Wednesday, April 30, 2008

Anthropomorphic Meaning

Well, I've nearly survived a week of strep throat, which, for all of its miseries, has given me a chance to read a few things and get to know my cat again.

One of the things I've been (re)reading is The Architecture of Happiness, by Alain de Botton (2006, Pantheon). de Botton was trained both in literature and in philosophy, and writes about architecture not as an "expert" but as an enthusiast. One of the things I love best about this book is his insistence that we (laypeople) engage buildings primarily with our hearts rather than our heads. I've written quite a lot about the ways in which we construct our sense of place through attempting to define ourselves ("If this is where I am, then what kind of person am I here?"), but de Botton extends that to the specificity of material objects. Here's a favorite passage:
Cardinal opportunities for elegance or its opposite lie in the way that columns are designed to hold up ceilings. Even as laypeople, we are adept at guessing the thickness that would be required safely to support a structure and esteem those columns that appear most diffident about the weight they are supporting. Whereas some varieties have broad enough shoulders but look disgruntled at having been asked to carry even a single storey, others hoist up ceilings as high as those of cathedrals without apparent strain, balancing massive weights on their narrow necks as if they were holding aloft a canopy made of linen. We welcome an appearance of lightness, or even daintiness, in the face of downward pressure — columns which seem to offer us a metaphor of how we, too, should like to stand in relation to our burdens. (p.210)
I think that building elements can indeed help us to believe better of ourselves. An educational building can allow us to aspire to scholarship and mentoring (in Milwaukee, the 1890s Sabin Hall was far more successful at that than the 1960s Curtin Hall); a view of the bay and mountains was a daily reminder of my sense of loyalty to Northern California.

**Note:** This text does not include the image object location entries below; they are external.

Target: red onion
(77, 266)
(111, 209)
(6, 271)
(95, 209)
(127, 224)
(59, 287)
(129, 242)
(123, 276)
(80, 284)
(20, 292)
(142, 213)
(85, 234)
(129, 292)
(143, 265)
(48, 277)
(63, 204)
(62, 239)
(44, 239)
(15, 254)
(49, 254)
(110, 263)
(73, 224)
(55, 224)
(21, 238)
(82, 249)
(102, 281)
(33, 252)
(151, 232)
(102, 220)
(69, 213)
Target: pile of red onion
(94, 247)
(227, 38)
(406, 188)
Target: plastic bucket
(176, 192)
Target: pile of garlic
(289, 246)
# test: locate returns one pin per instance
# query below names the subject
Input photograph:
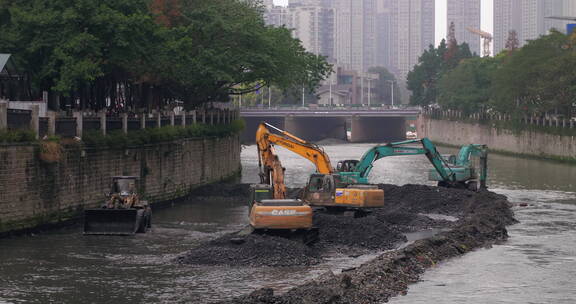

We all have places that speak to us like this. But we have to be particularly careful not to mistake the universality of having the experience for a generalizable truth about the contents of that experience. de Botton speaks as if the slender and lithe column is a global choice, and that all of us aspire to bear the world's burdens with grace. There is another large community for whom that isn't the aspiration at all, for whom a sense of sturdiness and expressed strength would be the metaphor for their own imagined best selves.

One of the most important things I take from this, though, is that I think we talk too easily and quickly about the "meaning" of buildings. Some of it, to be sure, comes from historical allusions, a building that looks like a temple or a castle or a cottage. A little bit of it (I think very little) comes from the intellectual work behind the building, the concept that drove the original schematics. But more meaning than we imagine comes from the materials and connections themselves.

One of the things I've taught myself fairly carefully over the past twenty years is the ways that different writers choose words and punctuation. I read my favorite writers in part because I like the way they think, and one of the ways that thinking is most deeply expressed is in the way that they manage our experience. Joan Didion once said, for instance, that she tries never to end a sentence with a dying sound. (Like that one did.) Instead, she closes sentences with a word or syllable that's sharp. (Like that one was.)

Not everyone likes Didion. But it's through the detailing of her work that so many of us have come to trust her deeply. Pick your own favorite writer, and you'll find the same level of detail and preferred structure. It'll be different in its forms, but it'll be there.